Page 1 of 1

"ERROR 5127" on Backup

Posted: Mon Oct 14, 2013 1:57 pm
by otw
Hi all,

we just recently updated our Vertica from 5.0 to 6.1
After that we added two new nodes to the, until then, single instance (so three alltogether now).

But now the backups fails with a rather strange eror:

Code: Select all

[dbadmin@n131 ~]$ /opt/vertica/bin/vbr.py -t backup --debug 2
Preparing...
Found Database port:  5433
[...]
v_x_node0001 10.x.x.131 /data/vertica_db/x/v_x_node0001_catalog
v_x_node0002 10.x.x.132 /data/vertica_db/x/v_x_node0002_catalog
v_x_node0003 10.x.x.133 /data/vertica_db/x/v_x_node0003_catalog
set([('10.x.x.133', True), ('10.x.x.193', False), ('10.x.x.131', True), ('10.x.x.132', True)])
/opt/vertica/bin/vsql  -dx -p5433 -Udbadmin -h 10.x.x.133 -X -q -c "select database_snapshot('test', true);
"
ERROR 5127:  Unable to create snapshot Could not link file [/data/vertica_db/x/v_x_node0003_catalog/Snapshots/test/data/vertica_db/x/procedures/dumpquerytotmp.sh] to [/data/vertica_db/x/procedures/dumpquerytotmp.sh]: File exists

When communicating with vertica, the process failed with code 1
backup failed!
I'm starting the backup from the original single instance host (131) and backup should go to a separate backup host (193)

I already tried deleting one or the other of the files, but no change.
With one, I get same error, with the other that the file is missing.

Any idea what else I can do?

Re: "ERROR 5127" on Backup

Posted: Mon Oct 14, 2013 4:05 pm
by JimKnicely
Hi,

Not sure if this is relevant, but these are listed as assumptions for the Python script vbt.py:
  • # 1. Python 2.7+ and rsync 3.0.5+ packaged by vertica exist on all hosts.
    # 2. It's ok to use backup hosts outside the cluster, as long as python and rsync with same version/path are installed.
    # 3. Current user can ssh on all hosts influenced without password prompt.
    # 4. Current user has write access on all target directories, and must be a Vertica super user.
    # 5. Only one vbr script instance is running on the same cluster & all backup nodes. Cancellation can be done by ^C.
    # 6. When doing backup, the cluster must be UP. Vbr script must be run on one of the cluster node.
    # 7. When restoring full cluster, cluster must exist and the nodes to be restored must be in DOWN state.
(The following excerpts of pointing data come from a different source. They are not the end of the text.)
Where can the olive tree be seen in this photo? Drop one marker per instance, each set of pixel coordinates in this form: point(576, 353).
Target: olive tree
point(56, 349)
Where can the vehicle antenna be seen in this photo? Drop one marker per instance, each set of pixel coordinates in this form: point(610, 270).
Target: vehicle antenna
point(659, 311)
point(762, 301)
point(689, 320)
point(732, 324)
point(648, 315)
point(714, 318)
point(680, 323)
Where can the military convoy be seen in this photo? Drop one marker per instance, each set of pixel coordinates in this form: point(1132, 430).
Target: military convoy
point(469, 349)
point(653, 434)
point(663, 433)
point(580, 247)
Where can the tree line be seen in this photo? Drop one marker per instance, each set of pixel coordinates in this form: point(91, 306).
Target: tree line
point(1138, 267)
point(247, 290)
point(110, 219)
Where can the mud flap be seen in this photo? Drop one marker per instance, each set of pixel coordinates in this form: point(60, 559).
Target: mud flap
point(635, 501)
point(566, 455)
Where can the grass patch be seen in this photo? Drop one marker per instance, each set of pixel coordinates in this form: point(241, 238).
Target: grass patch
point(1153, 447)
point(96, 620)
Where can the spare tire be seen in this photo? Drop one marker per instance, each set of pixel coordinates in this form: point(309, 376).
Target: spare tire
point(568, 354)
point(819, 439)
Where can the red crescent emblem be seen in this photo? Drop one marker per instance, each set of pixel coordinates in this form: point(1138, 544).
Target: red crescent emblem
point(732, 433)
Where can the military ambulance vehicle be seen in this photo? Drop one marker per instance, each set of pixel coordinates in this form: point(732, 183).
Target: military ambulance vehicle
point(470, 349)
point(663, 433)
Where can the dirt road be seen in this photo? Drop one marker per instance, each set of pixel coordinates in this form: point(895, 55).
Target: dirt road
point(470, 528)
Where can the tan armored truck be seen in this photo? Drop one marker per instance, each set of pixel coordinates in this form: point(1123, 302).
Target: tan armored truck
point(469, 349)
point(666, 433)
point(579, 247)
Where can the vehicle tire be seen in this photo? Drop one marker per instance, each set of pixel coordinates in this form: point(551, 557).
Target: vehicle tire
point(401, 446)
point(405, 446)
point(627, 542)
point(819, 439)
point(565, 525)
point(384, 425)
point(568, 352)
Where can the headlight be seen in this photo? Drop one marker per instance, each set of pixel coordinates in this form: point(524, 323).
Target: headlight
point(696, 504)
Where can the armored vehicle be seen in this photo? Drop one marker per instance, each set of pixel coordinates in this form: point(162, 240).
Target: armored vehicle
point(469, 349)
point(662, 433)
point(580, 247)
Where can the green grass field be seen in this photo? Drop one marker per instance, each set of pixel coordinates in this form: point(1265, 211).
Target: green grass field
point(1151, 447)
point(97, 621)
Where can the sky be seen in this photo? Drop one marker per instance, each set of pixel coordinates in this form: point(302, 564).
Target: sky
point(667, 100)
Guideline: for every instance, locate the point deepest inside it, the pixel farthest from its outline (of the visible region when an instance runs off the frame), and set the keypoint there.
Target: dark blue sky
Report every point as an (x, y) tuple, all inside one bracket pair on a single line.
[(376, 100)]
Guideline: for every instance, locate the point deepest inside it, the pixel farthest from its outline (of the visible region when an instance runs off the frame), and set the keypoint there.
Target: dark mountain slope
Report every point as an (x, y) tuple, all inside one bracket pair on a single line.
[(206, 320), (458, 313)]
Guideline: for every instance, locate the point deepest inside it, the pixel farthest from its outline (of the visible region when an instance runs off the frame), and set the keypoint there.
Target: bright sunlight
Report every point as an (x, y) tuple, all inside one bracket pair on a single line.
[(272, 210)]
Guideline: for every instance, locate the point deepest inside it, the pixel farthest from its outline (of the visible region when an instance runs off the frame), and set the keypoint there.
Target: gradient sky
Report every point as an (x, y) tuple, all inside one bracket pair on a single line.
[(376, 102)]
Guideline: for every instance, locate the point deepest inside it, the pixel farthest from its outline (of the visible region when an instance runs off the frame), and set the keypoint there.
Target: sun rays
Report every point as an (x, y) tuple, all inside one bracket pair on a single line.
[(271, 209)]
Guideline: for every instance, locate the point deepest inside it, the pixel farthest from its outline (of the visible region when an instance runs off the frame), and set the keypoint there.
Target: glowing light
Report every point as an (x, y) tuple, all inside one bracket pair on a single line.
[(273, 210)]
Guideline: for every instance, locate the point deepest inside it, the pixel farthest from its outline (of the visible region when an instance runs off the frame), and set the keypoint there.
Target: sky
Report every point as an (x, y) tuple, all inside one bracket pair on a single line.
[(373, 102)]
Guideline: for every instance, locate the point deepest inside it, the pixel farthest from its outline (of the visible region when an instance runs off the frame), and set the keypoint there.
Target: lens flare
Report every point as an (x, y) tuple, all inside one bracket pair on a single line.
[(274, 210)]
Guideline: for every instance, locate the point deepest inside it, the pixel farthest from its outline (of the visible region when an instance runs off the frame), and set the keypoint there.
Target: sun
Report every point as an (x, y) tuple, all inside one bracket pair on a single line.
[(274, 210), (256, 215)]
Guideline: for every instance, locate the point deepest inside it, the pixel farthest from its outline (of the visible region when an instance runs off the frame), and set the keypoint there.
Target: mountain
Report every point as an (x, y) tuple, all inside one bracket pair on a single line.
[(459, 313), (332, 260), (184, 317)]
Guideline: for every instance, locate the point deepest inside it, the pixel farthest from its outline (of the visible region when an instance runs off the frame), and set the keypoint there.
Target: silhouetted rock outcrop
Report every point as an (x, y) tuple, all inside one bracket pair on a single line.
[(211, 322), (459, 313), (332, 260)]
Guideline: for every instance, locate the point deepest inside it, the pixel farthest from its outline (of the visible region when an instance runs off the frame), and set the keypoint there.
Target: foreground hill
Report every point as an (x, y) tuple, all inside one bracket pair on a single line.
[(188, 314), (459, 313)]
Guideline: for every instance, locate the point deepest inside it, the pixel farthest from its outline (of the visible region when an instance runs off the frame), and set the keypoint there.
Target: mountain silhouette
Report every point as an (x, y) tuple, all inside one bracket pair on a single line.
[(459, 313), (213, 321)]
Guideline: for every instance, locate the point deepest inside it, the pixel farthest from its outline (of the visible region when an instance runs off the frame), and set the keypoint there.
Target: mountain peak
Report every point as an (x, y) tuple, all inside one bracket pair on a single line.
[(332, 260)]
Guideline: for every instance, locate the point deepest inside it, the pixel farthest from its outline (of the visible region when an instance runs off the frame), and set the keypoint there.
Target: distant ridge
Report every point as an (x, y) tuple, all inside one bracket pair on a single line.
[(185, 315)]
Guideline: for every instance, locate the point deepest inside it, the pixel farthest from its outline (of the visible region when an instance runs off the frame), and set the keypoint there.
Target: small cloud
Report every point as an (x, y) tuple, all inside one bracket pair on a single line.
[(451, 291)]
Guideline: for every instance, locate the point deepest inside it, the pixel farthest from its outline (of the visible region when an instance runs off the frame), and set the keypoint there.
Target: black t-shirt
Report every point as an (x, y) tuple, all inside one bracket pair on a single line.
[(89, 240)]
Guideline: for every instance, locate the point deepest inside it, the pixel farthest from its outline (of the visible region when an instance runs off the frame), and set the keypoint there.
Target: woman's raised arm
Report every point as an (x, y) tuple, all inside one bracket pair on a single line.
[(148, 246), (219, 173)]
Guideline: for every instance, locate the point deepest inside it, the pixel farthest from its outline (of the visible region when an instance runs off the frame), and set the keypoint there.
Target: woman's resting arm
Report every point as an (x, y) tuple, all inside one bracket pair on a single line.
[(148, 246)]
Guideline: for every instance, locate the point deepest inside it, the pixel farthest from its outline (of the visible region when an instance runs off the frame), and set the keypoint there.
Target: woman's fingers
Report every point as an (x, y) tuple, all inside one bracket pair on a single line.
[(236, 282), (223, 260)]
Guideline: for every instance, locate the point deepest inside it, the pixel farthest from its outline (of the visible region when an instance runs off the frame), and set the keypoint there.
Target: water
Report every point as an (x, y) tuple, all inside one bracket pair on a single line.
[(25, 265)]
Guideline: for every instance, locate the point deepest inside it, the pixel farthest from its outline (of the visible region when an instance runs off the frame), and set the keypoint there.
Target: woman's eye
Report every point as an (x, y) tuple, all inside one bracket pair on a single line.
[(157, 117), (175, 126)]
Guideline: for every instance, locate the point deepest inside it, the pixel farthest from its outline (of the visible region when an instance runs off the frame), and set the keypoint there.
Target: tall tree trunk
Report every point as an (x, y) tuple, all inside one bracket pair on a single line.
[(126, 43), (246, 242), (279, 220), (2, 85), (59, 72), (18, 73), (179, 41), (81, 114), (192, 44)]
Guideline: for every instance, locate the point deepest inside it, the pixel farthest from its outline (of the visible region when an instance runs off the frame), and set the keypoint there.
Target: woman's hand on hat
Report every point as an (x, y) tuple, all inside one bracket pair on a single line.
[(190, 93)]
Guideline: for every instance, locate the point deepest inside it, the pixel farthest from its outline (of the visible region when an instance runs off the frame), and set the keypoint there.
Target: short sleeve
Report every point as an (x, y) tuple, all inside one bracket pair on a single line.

When restoring objects, cluster must be UP. Vbr script must be run on one of the cluster node.
    # 8. When using copycluster, source cluster and all nodes must be UP, target cluster must be DOWN. Vbr script must be run on one of the source cluster node.
Do you meet all of these requirements?

Re: "ERROR 5127" on Backup

Posted: Mon Oct 14, 2013 5:13 pm
by otw
Hi,

yeah, I have seen those infos in the script and check them.

- Package versions etc. are identical as all hosts are running Centos 5.9 with latest updates.
- passwordless access for 'dbadmin' also works fine in any direction and 'dbadmin' has all filesystem permissions where needed

I also tried running it from the other cluster nodes (even node3 where the error message originates) - no difference, same error :(

Now also tried changing snapshot name (new one, never used before): same error

Re: "ERROR 5127" on Backup

Posted: Mon Oct 14, 2013 5:58 pm
by JimKnicely
Hmm. I would try backing up a single table to see if at least that works.

Re: "ERROR 5127" on Backup

Posted: Mon Oct 14, 2013 8:55 pm
by scutter
Since you've already tried a new snapshot name with the same results, I wonder if there is a bug related to to backing up external procedures scripts. If you have a test environment where you can create a new database for testing, try backing up a multi-node database that contains an external procedure just to make sure that this piece is working correctly.

--Sharon

Re: "ERROR 5127" on Backup

Posted: Tue Oct 15, 2013 11:48 am
by otw
scutter wrote:Since you've already tried a new snapshot name with the same results, I wonder if there is a bug related to to backing up external procedures scripts. If you have a test environment where you can create a new database for testing, try backing up a multi-node database that contains an external procedure just to make sure that this piece is working correctly.

--Sharon
Hello Sharon,

thanks, that was just the right keyword :)
I thought that file in the "procedures" directory belongs to Vertica, but it is just a custom script my colleagues are using (sorry, I'm not the Vertica specialist, just trying to back it up ;))

So that external procedure in our case is doing nothing very important so we dropped it for testing.
After that, the backup-script is running like a charm!!!

We're letting the backup run for now, so we have an up-to-date backup again.

Afterwards we'll try to add the external procedure again and see what happens then.